Fraude em alvarás permite fuga de presos em MG; apenas um é recapturado até agora

 

Foto: Divulgação

Quatro detentos deixaram o sistema prisional de Minas Gerais no último sábado (20) após apresentarem alvarás de soltura falsificados. A saída ocorreu pela porta da frente do Centro de Remanejamento do Sistema Prisional (Ceresp) Gameleira, em Belo Horizonte. Até a noite desta terça-feira (23), apenas um dos envolvidos havia sido localizado e preso novamente.

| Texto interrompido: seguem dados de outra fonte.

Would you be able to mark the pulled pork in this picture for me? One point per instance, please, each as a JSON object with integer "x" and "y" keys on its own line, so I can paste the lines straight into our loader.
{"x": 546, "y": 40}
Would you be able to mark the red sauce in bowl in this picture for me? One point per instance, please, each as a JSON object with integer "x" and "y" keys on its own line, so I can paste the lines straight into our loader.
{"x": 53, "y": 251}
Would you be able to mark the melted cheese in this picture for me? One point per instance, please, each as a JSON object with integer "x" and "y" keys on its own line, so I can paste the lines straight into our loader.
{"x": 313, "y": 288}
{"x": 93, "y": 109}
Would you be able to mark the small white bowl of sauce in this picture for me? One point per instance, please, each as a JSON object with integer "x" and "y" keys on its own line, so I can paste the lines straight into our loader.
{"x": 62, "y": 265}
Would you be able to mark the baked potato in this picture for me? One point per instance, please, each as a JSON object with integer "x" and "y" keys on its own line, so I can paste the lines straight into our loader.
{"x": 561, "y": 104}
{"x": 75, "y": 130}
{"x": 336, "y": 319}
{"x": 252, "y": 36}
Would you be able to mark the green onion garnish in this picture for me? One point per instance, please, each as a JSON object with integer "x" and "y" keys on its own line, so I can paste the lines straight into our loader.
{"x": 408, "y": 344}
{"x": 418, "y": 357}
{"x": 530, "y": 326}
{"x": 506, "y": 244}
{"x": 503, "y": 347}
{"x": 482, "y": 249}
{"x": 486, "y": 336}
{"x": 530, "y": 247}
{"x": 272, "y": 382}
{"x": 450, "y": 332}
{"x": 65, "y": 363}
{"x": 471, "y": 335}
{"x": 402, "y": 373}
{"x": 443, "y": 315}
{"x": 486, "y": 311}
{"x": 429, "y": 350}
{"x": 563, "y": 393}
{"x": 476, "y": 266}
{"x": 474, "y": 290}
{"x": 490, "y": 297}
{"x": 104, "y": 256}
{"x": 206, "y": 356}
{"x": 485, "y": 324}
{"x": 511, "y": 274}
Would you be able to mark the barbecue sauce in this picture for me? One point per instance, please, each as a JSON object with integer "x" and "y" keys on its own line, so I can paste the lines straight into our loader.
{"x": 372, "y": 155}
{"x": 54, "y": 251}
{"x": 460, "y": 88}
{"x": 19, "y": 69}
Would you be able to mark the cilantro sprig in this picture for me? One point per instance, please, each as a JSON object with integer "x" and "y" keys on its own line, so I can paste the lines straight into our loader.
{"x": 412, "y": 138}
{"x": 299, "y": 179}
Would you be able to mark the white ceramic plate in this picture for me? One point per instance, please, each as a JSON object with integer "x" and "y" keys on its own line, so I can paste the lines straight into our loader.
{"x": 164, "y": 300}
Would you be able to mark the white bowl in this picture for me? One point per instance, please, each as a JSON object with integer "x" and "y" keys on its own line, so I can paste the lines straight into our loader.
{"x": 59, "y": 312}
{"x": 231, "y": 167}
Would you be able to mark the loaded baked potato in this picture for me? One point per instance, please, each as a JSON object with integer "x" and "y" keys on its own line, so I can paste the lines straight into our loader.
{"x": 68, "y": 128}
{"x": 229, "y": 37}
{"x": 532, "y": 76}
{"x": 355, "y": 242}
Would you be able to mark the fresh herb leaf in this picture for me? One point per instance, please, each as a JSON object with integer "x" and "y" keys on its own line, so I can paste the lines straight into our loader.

Os homens estavam custodiados desde 10 de dezembro, quando foram detidos em uma operação que investigou um esquema de fraudes envolvendo sistemas da Justiça. De acordo com o Tribunal de Justiça de Minas Gerais (TJMG), a fuga foi viabilizada por documentos judiciais adulterados, inseridos de forma irregular no Banco Nacional de Mandados de Prisão, plataforma vinculada ao Conselho Nacional de Justiça (CNJ).

A investigação aponta que a ação foi coordenada por um hacker preso no início do mês, suspeito de integrar uma quadrilha especializada em usar credenciais obtidas ilegalmente para manipular dados judiciais. O grupo é investigado por tentar liberar veículos apreendidos, desbloquear valores determinados pela Justiça e alterar informações de mandados de prisão e alvarás de soltura. Os outros três fugitivos também são apontados como integrantes do esquema.

Foram identificados como participantes da fuga Ricardo Lopes de Araujo, Wanderson Henrique Lucena Salomão, Nikolas Henrique de Paiva Silva e Júnio Cezar Souza Silva. Todos ingressaram no Ceresp Gameleira no mesmo dia, em 10 de dezembro. Júnio Cezar foi recapturado na noite de segunda-feira (22). Os demais permanecem foragidos.

Segundo o TJMG, as ordens fraudulentas foram detectadas e anuladas em menos de 24 horas após a emissão. Mandados de prisão já foram expedidos contra os três homens ainda em liberdade, e forças de segurança estaduais e federais foram acionadas para as buscas.

O CNJ informou, em nota, que não houve invasão estrutural aos sistemas judiciais. De acordo com o órgão, o caso envolve uso indevido de acessos legítimos, obtidos de maneira criminosa. O vice-governador de Minas Gerais, Mateus Simões (PSD), anunciou que o Estado passará a retardar o cumprimento de alvarás de soltura para permitir a checagem da autenticidade das decisões.

A Secretaria de Estado de Justiça e Segurança Pública de Minas Gerais informou que abriu apurações administrativa e criminal para esclarecer o episódio e identificar eventuais falhas no procedimento de liberação. O caso reacende o alerta nacional sobre a segurança de sistemas judiciais e o impacto direto dessas fraudes no funcionamento do sistema prisional, com reflexos para outros estados, inclusive São Paulo, que também depende de bases integradas do Judiciário para execução de decisões penais.